Maybe zero is a harsh criticism. We all have to start somewhere. It's just that most recipients of the Gawkoluxious 3000 would prefer making it out of the tutorial 1st.
Between the instructions that actually devolve human beings and whatever the fuck ancient language was trying to leak out of the guy in the last clip, I think it's safe to say we have some form of a predicament in our educational system(s).
Zero signs of protection. Decor looks like it was bought off a truck in a Best Buy parking lot. Booty hole is surprisingly void of bed bugs. Consider this a rare pull.
Your significant other gets curious about being on the receiving end of a 1-man firing squad. And before the next round can even be chambered, she's already hypothesizing how to make the end of your life look like an accident. Classic.
Easily the most deplorable attempt at infidelity to ever grace my 11" Amiga computer monitor [this week]. And that's coming from a human being who's seen more than 23 consecutive mins of an Dwayne Johnson movie. My opinion counts.
If we can go ahead & keep your fucking cuck larp fan fiction title crawl Microsoft word art caption spam off the videos in the future, that would be great. Both George Lucas and Sid Farkus will be contacted next time you cross this line bud.
If you think one Dutch girl's journey to turn her rectal cavity into affordable housing is where this type of content ends, you would be right. I wish you were right. And that last clip proves you should have been right. I hate the Internet.
She surprisingly lacked the standard amount of lip filler that could inflate the tire of an industrial corn harvester, so the authenticity stood a chance. Then this guy's facial reactions start flaring & slowly took this one from "believable" to "autistic".
Cute title. It's just that I'd be more inclined to believe it if your speedrun to adult diapers wasn't the 1st thing you decided to share with the world. #thisgirlsaphony
Looks like a one and done because I've never seen another video of her before. Which is a damn crying shame. The consequential followup of her getting samoan dropped inside a Del Taco handicap stall would've been worth the wait.
Only two situations leave a person with that look on their face. And both involve serious velocity of the rectal cavity. So this is either post-anal or post-white castle.
Turns out using your velvet buzzsaw as a communal carpet cleaner isn't offensive to everybody. Let this be definitive proof that testosterone still exists in the world.

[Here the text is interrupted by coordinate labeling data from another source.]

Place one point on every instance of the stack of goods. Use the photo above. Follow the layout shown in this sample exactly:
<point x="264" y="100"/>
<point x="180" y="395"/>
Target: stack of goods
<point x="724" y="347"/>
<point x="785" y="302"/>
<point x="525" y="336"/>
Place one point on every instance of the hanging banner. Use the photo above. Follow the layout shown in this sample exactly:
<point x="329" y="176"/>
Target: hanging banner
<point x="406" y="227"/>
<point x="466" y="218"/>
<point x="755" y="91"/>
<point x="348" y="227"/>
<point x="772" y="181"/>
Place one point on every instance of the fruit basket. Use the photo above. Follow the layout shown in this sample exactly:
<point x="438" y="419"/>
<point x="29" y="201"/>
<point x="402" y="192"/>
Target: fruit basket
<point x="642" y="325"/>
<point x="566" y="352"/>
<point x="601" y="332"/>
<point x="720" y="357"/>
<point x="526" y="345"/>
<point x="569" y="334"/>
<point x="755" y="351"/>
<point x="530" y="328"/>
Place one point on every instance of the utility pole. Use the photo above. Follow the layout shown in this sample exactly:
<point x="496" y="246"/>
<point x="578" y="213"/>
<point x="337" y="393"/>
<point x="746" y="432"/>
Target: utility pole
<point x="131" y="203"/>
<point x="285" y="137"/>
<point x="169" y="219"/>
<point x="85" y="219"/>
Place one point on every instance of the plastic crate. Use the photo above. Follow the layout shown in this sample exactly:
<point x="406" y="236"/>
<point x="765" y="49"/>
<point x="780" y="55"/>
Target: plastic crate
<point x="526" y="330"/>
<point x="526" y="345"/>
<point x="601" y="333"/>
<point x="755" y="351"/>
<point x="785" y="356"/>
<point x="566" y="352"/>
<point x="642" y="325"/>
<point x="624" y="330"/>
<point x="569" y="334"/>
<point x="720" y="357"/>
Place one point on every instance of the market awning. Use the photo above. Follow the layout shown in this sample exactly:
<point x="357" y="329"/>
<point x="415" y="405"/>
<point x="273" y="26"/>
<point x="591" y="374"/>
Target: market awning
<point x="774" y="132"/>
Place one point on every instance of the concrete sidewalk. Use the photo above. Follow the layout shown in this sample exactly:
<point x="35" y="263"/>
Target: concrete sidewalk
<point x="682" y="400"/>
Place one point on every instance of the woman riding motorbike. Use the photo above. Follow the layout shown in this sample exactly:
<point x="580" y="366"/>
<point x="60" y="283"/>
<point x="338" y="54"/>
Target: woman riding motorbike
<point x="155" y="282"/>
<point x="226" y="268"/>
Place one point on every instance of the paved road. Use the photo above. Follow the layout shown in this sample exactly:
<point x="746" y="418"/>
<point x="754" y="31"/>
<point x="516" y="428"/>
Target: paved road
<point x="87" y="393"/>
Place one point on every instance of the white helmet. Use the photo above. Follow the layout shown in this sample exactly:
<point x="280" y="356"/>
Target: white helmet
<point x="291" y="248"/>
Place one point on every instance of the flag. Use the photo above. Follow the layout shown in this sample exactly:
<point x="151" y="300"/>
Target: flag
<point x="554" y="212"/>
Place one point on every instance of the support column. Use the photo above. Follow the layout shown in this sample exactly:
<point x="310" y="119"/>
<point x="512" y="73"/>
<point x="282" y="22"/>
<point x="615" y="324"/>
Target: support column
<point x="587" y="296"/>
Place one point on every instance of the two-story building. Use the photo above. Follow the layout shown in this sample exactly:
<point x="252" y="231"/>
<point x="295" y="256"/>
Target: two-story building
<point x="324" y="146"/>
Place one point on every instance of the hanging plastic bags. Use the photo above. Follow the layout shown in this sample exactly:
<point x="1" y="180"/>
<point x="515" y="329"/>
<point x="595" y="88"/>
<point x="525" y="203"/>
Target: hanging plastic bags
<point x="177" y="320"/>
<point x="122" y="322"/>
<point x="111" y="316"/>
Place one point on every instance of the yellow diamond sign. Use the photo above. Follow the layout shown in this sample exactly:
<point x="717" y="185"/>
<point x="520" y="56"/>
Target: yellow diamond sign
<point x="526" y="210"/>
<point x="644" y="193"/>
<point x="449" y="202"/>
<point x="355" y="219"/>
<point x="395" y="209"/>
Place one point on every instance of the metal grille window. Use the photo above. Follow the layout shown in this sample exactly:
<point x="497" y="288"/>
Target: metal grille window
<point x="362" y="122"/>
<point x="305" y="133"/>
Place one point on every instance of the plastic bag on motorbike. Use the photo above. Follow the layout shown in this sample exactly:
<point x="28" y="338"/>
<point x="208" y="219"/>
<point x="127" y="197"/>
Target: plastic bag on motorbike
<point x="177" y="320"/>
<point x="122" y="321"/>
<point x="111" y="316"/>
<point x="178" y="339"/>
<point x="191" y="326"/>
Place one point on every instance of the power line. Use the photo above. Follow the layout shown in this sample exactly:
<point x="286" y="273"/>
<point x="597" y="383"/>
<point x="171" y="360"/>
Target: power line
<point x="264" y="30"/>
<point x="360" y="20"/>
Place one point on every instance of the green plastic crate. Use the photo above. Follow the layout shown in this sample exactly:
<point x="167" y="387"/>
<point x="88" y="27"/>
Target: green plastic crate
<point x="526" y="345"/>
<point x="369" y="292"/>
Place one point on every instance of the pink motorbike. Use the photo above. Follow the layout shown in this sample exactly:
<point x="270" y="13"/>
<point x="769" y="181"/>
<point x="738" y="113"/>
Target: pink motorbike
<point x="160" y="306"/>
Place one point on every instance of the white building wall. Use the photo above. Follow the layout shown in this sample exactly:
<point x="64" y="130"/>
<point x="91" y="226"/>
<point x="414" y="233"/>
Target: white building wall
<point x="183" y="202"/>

Downside to living with a depraved girl from Frogballs Arkansas? Every time you get half a hard-on, it's time to perform. But the produce is usually fresh so... win.
cuck·old/ˈkək(ə)ld,ˈkəˌkōld/
→ (of a man) make (another man) a cuckold by having a sexual relationship with his wife. And in some rare cases, witness to a rare anaconda on human attack.
This is [allicatcollared] and her hobbies include: Philosophical debates on racial inequities, [posting on reddit] and cosplaying as a northern Indiana shish kabob.